Dr Claire Thomson
Head of Quality Enhancement and Student Experience
Academic Engagement

Head of Quality Enhancement and Student Experience

Claire Thomson offers strategic leadership and management in the area of quality assurance and enhancement and the overall learning experience of students. She also teaches on the undergraduate English programmes. Claire is a medievalist with publications and research interests in medieval textual studies, codicology, palaeography, stematic analysis and humanities computing. Claire’’s other research interest is in the area of learning and teaching in higher education and the development of new methodologies for the delivery of effective and engaging learning, teaching and assessment. A Fellow of the Higher Education Academy, Claire joined Bishop Grosseteste University in 2000; prior to this she lectured at the Universities of Keele and Sheffield.

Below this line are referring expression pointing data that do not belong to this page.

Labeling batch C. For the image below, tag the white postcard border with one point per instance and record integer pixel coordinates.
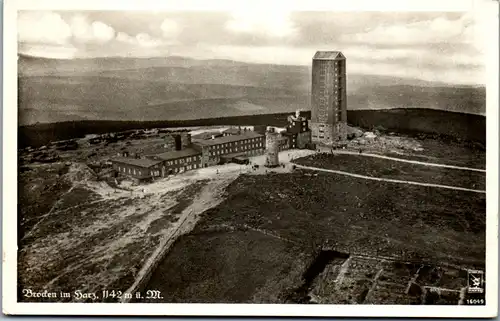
(9, 200)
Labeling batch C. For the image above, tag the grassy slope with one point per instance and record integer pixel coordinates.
(397, 170)
(353, 216)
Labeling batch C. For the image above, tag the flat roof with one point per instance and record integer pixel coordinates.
(140, 162)
(177, 154)
(228, 139)
(206, 135)
(329, 55)
(233, 130)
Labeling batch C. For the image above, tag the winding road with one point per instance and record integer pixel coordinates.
(388, 179)
(411, 161)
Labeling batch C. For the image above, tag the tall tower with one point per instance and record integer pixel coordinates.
(272, 148)
(329, 97)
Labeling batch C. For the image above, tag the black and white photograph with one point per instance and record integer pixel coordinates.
(253, 158)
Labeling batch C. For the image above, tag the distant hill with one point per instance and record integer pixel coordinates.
(176, 88)
(458, 126)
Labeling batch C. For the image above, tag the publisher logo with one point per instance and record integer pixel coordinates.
(475, 281)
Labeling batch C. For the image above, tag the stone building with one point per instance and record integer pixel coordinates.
(328, 97)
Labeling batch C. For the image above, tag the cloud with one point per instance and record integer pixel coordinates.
(405, 64)
(272, 21)
(141, 40)
(170, 28)
(85, 31)
(49, 50)
(42, 27)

Claire teaches on a range of modules offered on the undergraduate English programmes. Teaching interests include Chaucer, medieval literature, the development of the novel, English language, historical linguistics, critical skills, and study skills. Claire has a particular interest in literary style and cultural contexts.

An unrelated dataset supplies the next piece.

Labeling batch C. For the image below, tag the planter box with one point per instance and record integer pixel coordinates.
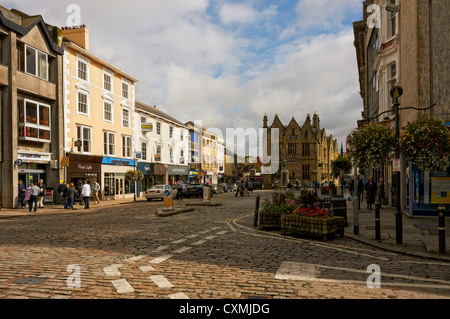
(269, 220)
(324, 228)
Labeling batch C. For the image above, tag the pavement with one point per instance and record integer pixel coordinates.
(420, 234)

Claire’’s research background is in medieval studies – including literature, linguistics, medieval art and architecture. Current research interests include Chaucer, medieval textual studies, codicology and palaeography. Her most recent publications are on the application of humanities computing to medieval texts. Claire’’s other area of study is in the field of learning and teaching and the undergraduate student experience. Research interests here focus on the development of student-centred, blended learning approaches that utilise e-technologies and new methodologies for the delivery of effective and engaging learning, teaching and assessment.

Consultancy and projects

Current projects include the publication of The Blake Editions – a series of online editions which present full diplomatic transcriptions of seven manuscripts of Geoffrey Chaucer’s The Canterbury Tales. The work is a collaborative project with the Universities of Oxford, Sheffield, York and Leicester.